Para un profesional libre esto es una buena noticia. No tienes que interpretar un personaje comercial cada vez que vas a un congreso. Solo necesitas desarrollar una versión socialmente más hábil de ti mismo.
El verdadero trabajo empieza al volver a casa
Supongamos que todo ha ido bien. Has conocido a cuatro personas interesantes, intercambiado datos y anotado mentalmente varias cosas que deberías hacer.
Tres días después recuerdas vagamente una de ellas.
Confiamos demasiado en la memoria después de un evento. Después de diez o quince conversaciones, aquel «te enviaré ese artículo» acaba compartiendo espacio mental con el nombre del restaurante donde cenaste y el lugar donde dejaste el coche.
Por eso conviene anotar detalles y hacer seguimiento pronto.
No hace falta desplegar una campaña de fidelización.
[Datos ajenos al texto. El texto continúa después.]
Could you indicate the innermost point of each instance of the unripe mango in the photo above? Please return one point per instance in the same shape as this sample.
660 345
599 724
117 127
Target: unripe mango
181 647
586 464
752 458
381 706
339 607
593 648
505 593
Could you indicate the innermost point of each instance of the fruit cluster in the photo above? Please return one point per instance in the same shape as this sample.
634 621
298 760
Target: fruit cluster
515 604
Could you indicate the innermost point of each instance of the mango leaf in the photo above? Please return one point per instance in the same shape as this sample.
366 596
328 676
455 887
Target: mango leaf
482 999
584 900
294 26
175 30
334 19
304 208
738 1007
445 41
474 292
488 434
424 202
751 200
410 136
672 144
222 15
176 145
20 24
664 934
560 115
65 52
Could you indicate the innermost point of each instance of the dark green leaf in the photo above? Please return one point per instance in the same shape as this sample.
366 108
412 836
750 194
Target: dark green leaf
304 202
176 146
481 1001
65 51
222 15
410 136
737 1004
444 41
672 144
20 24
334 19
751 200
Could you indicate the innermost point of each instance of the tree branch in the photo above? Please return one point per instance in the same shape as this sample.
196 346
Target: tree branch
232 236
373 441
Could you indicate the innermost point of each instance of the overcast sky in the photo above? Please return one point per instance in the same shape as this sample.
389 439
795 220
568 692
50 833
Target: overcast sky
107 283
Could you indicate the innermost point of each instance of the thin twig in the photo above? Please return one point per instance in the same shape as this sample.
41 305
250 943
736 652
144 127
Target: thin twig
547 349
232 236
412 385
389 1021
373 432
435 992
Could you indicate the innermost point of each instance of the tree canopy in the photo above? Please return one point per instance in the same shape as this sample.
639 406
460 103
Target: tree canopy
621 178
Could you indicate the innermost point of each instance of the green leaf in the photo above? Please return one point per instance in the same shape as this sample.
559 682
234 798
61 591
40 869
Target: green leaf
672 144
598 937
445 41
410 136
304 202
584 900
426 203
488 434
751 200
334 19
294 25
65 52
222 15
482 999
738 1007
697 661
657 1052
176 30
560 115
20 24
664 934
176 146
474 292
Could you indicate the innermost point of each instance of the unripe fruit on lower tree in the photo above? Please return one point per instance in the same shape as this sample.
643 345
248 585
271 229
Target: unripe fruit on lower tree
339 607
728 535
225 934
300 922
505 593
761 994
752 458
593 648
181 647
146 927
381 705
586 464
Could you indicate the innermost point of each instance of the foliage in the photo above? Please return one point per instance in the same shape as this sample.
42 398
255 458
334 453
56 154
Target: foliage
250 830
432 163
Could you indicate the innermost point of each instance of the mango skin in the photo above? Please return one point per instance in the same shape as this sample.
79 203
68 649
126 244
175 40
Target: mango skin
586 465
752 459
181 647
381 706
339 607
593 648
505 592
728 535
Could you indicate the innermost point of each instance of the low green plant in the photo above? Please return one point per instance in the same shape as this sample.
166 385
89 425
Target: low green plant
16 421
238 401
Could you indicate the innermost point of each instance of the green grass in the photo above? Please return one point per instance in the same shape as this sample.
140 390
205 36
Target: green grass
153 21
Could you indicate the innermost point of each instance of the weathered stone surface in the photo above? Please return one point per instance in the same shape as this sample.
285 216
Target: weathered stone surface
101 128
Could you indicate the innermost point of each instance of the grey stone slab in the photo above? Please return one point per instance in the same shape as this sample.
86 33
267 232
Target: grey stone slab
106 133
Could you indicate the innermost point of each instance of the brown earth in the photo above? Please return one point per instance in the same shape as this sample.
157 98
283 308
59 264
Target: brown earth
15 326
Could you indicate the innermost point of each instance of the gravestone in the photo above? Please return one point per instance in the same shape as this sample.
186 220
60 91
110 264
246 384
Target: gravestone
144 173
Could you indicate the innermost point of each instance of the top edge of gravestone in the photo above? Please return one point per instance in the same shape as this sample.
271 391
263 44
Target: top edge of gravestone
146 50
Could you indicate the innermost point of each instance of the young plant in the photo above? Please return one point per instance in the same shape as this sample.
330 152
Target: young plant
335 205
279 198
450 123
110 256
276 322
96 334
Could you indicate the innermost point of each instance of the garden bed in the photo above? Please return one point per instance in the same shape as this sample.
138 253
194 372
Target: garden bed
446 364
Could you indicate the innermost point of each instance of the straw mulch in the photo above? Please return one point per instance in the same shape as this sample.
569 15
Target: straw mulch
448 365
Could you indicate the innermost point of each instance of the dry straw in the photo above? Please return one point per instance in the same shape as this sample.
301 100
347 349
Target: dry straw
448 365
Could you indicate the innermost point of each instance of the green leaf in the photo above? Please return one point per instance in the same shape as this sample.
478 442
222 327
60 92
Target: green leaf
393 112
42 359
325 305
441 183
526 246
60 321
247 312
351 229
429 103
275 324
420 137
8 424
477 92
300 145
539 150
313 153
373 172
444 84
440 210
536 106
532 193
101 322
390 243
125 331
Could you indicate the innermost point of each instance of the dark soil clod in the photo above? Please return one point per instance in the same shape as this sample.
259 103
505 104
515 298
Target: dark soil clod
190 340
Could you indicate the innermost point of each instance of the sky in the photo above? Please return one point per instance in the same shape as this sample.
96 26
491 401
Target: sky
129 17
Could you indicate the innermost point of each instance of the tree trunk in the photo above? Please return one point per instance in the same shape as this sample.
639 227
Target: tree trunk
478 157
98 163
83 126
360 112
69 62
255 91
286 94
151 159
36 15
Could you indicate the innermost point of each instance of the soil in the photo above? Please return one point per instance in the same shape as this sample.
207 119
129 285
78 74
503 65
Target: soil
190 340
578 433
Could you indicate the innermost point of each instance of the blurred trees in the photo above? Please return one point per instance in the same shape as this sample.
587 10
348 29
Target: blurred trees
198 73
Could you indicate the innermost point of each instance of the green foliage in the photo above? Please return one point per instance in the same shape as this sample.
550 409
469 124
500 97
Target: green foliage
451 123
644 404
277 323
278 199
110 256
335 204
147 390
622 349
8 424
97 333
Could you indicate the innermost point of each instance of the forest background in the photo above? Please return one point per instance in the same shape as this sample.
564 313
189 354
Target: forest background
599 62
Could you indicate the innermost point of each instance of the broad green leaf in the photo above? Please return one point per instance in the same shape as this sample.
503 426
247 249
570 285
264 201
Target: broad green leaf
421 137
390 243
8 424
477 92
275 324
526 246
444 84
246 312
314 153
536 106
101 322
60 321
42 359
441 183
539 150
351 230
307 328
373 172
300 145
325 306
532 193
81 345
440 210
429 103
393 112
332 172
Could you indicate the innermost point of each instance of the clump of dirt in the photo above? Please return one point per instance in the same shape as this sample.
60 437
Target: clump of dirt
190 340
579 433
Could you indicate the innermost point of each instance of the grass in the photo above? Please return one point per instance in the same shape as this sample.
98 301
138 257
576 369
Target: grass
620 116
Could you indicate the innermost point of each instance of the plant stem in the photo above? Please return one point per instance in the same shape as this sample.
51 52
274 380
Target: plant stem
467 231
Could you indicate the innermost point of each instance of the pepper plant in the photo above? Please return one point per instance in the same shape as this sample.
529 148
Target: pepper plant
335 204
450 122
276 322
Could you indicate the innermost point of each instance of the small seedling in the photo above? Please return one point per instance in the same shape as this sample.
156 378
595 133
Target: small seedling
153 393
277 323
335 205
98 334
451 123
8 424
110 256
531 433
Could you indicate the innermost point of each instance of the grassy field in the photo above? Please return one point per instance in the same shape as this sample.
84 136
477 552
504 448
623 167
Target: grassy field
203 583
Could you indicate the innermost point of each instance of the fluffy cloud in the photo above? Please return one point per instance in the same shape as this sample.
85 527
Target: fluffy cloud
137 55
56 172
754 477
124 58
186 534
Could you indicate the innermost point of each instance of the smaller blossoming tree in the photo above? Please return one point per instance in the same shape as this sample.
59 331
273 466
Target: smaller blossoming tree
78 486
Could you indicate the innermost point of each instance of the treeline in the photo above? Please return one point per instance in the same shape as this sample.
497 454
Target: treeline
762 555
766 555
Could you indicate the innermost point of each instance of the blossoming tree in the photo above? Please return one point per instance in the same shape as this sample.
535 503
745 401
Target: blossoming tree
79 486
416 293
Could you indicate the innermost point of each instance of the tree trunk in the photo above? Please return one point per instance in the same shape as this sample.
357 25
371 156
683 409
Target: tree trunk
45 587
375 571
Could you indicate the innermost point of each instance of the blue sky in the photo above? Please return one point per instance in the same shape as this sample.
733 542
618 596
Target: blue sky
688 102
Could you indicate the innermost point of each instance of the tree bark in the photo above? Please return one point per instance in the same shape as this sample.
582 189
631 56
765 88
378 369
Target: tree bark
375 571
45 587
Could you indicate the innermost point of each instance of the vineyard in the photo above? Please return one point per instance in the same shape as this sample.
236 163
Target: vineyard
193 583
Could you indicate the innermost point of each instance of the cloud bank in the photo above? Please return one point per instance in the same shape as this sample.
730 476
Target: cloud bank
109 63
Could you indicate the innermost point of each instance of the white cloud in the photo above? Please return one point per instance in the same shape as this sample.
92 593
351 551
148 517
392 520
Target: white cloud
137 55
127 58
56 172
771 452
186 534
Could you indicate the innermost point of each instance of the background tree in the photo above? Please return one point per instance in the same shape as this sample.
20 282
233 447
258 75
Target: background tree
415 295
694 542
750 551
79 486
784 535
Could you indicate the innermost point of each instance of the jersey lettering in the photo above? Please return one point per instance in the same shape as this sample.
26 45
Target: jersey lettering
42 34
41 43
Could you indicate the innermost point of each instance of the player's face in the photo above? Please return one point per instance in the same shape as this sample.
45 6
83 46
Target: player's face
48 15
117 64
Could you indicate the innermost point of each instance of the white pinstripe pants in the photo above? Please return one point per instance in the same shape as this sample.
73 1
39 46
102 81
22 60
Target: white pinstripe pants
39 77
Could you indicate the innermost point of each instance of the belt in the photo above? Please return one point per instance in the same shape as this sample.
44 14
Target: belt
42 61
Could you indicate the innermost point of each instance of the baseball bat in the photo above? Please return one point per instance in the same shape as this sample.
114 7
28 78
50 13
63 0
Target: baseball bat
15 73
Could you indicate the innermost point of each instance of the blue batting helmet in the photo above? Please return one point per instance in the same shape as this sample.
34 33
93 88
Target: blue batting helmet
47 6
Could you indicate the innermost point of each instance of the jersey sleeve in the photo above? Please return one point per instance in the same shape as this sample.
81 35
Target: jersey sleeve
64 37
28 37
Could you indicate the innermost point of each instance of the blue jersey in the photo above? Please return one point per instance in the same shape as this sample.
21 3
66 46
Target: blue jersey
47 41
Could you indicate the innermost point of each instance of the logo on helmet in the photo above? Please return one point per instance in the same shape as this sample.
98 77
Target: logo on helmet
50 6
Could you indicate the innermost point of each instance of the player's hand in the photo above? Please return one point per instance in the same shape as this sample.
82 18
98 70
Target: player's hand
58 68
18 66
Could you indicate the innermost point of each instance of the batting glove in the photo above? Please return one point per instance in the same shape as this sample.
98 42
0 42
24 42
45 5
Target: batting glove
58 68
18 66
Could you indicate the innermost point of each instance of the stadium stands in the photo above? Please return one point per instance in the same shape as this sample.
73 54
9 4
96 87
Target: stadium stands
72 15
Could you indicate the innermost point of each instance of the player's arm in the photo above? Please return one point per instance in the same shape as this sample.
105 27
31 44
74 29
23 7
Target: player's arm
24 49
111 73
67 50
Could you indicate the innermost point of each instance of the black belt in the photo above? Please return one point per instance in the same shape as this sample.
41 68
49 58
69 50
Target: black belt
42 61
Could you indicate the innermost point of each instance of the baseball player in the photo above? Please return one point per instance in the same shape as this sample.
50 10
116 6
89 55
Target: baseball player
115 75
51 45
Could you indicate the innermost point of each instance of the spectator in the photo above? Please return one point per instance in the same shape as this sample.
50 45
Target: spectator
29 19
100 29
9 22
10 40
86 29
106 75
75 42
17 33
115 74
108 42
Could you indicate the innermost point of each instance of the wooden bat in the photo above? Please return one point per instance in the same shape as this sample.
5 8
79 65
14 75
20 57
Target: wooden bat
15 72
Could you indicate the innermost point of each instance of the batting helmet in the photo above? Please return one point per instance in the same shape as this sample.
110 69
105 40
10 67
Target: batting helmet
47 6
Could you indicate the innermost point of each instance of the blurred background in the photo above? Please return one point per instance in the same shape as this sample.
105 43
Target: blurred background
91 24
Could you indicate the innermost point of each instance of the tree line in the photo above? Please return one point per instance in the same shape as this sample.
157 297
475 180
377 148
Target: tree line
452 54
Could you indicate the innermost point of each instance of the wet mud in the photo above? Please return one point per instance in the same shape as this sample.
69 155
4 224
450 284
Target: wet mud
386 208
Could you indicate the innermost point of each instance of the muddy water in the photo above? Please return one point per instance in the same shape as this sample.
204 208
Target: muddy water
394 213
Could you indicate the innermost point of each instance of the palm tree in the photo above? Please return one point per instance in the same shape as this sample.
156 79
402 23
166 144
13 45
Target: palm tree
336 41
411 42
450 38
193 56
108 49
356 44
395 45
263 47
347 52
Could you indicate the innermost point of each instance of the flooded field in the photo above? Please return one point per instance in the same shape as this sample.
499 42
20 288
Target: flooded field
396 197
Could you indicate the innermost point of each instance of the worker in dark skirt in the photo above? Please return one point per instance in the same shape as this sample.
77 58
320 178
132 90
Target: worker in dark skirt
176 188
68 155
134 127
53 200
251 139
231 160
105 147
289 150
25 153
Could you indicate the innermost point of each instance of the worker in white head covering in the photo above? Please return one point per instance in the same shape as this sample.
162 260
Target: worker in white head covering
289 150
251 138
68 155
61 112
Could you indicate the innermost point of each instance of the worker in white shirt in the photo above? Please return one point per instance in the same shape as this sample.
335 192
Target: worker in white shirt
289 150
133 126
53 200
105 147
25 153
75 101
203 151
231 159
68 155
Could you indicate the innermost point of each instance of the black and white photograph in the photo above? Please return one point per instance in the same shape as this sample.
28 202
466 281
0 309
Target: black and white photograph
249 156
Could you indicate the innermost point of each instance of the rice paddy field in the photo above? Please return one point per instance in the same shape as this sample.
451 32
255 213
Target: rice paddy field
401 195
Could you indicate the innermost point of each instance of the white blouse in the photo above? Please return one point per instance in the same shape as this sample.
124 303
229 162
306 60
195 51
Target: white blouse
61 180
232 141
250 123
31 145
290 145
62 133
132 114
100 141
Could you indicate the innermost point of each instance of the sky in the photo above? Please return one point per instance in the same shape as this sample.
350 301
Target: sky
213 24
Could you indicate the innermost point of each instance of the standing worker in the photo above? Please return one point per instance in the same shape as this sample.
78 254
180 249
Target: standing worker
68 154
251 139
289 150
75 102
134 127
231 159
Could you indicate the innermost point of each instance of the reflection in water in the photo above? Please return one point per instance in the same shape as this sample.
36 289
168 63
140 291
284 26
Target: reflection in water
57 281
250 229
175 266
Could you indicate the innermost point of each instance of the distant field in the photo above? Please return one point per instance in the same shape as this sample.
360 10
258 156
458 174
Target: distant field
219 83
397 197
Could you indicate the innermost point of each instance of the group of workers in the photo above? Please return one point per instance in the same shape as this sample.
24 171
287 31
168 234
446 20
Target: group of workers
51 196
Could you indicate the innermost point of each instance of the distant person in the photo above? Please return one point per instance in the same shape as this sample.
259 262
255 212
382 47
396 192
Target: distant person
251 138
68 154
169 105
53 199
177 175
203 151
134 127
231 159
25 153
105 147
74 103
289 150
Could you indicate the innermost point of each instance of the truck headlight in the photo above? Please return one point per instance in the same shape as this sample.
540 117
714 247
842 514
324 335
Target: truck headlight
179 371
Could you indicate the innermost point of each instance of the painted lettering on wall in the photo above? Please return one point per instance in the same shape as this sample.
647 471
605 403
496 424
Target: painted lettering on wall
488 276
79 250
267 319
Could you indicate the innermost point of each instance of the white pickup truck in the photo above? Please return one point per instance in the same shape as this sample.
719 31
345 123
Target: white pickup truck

Basta con continuar la conversación: enviar el recurso prometido, agradecer una idea, conectar a dos personas o proponer un café cuando exista un motivo real.
El seguimiento no sirve para recordar a alguien que existes; sirve para demostrar que prestaste atención.
Y después viene algo todavía menos espectacular: mantener la relación.
Comentar ocasionalmente un trabajo, felicitar por un proyecto, compartir algo útil o volver a coincidir en otros encuentros. Sin pedir constantemente nada. Sin convertir cada interacción en una oportunidad comercial.
La familiaridad hace su trabajo poco a poco.
Construye relaciones antes de necesitarlas
Esta quizá sea la idea más importante para cualquier profesional libre.
Cuando necesitas urgentemente clientes, colaboradores, trabajo o ayuda, es bastante tarde para empezar a construir una red.
Las relaciones profesionales más valiosas se crean cuando todavía no sabemos para qué van a servir. Algunas nunca producirán negocio y seguirán siendo valiosas. Otras desembocarán años después en oportunidades imposibles de prever en aquella primera conversación.
Una red profesional sólida no es una agenda de personas a las que pedir cosas. Es un entorno de confianza al que también tú aportas valor.
Por eso socializar debería formar parte del trabajo de un profesional libre, igual que actualizar conocimientos, cuidar su posicionamiento o desarrollar nuevas capacidades. No requiere asistir a todos los eventos ni coleccionar contactos. Requiere elegir algunos espacios, participar con cierta regularidad y aprender a relacionarse mejor.
Porque la independencia profesional tiene una pequeña paradoja: queremos depender menos de organizaciones, jefes y estructuras, pero eso no significa trabajar aislados.
Cuanto más independiente quieres ser profesionalmente, más importante resulta construir buenas relaciones.
La próxima vez que asistas a un evento, prueba a cambiar el objetivo. No intentes volver con muchas tarjetas, conexiones o posibles clientes. Intenta regresar habiendo iniciado dos o tres conversaciones que merezca la pena continuar.
Puede parecer un objetivo bastante modesto.
Hasta que, meses después, descubres dónde pueden llevarte esas conversaciones.
¿Qué estás haciendo hoy para construir las relaciones profesionales que quizá necesites dentro de dos años?